Painter swallowed hard and complained, “You’re away ahead of me.”
“Julius Brighton,” Shayne patiently explained, “is Rufus Brighton’s brother. Rufus helped frame him on an embezzlement charge years ago which ended in his being sent to the pen. He was paroled a couple of months ago on account of ill health. He hated Rufus and saw a chance to switch identities when he got paroled.

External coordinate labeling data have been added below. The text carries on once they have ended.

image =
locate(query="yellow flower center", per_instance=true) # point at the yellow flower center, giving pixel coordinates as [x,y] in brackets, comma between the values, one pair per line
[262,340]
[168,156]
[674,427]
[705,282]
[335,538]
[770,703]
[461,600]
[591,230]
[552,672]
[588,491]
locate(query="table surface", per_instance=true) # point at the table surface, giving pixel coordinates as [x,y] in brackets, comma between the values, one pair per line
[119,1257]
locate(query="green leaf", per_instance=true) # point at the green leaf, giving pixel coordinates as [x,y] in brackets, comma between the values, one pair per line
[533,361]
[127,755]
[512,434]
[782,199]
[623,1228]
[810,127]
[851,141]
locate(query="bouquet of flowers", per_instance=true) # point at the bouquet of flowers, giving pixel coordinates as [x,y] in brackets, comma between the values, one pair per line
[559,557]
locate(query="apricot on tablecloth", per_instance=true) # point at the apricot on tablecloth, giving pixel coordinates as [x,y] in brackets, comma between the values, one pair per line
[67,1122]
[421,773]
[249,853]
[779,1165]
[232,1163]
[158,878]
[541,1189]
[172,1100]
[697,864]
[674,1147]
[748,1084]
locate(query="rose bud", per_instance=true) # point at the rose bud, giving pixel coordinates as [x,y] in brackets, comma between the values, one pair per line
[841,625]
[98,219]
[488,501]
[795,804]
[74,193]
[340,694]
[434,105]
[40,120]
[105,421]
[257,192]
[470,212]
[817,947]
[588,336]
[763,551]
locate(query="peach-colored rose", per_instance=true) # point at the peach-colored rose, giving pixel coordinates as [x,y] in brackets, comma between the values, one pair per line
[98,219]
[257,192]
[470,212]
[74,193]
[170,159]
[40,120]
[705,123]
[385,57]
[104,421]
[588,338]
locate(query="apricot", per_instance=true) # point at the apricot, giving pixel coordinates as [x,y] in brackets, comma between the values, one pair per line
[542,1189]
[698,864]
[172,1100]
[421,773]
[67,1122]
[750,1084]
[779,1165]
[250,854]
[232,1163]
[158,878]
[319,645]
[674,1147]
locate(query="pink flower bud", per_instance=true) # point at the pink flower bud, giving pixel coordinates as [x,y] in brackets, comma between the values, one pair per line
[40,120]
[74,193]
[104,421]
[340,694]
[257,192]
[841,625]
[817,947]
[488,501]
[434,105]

“Here’s the way I figure it out,” Shayne went on while Painter made noises in his throat. “When Julius returned on parole he found his brother Rufus a very sick man. Well, Julius was sick, too. Montrose is in charge of things, and Montrose hates Rufus as much as Julius does. Together, they manage to get rid of Rufus. Either he actually dies or they kill him and slip Julius into his sickb
ed. They change doctors when they switch patients, hiring Pedique and Charlotte Hunt and hurrying to Miami, away from people who might discover the impersonation. Julius is a mighty sick man, and all sick men look alike to a certain extent. The girl hardly knows Rufus, and the boy doesn’t count. He’s half batty and doesn’t go near the patient. Do you get the picture?”
“Hell, no. What happened to Rufus Brighton’s body? How could they cover up a death and substitute another patient?”
“Easy. By changing doctors and nurses just before they start south. And by getting a doctor who was more interested in his private experiments of inducing insanity in normal persons than he was in treating a sick patient.”
“What about Rufus Brighton? You say—”
“Rufus Brighton’s body is buried in a trunk out on the beach. I dug it up last night and had a look. They were playing a waiting game and even had their getaway figured. After they had cleaned up, Julius Brighton would have pretended to die, and they had Rufus Brighton’s body ready to be substituted so they’d have all been in the clear no matter what sort of future investigation there was. Oscar dragged the trunk out of his room and buried it after I started snooping around.”
Painter slid limply into a chair. “How’d you get onto the switch?”
“I didn’t—at first.” Shayne put out his cigarette. “It had me plenty stumped. But there had to be some motive back of Mrs. Brighton’s murder. It began to make sense when Charlotte told me that Mrs. Brighton hadn’t been to her husband’s room before she was killed but had insisted that she see him a little later. I wondered why someone wanted her kept out of the sickroom.”
“But why the elaborate hoax?” Painter demanded.
“It gave them control of Brighton’s estate which they were converting into cash. But his estate has shrunk to a fraction of its value, and they knew about the painting Henderson was bringing across the border, and it was worth waiting for—or so they thought.”
“How about Hilliard? Was he in on it, too?”
“Hell, no. Doctor Hilliard stands so straight he leans backward. And he was in a tough spot. No wonder he couldn’t diagnose his patient’s illness. The old devil Julius has been deliberately starving himself to stay emaciated and so weak that he can’t have visitors who might recognize him. He pretends to eat, but throws his food out the window to the squirrels. I got that information from Charlotte, too. But she didn’t realize the significance of it.”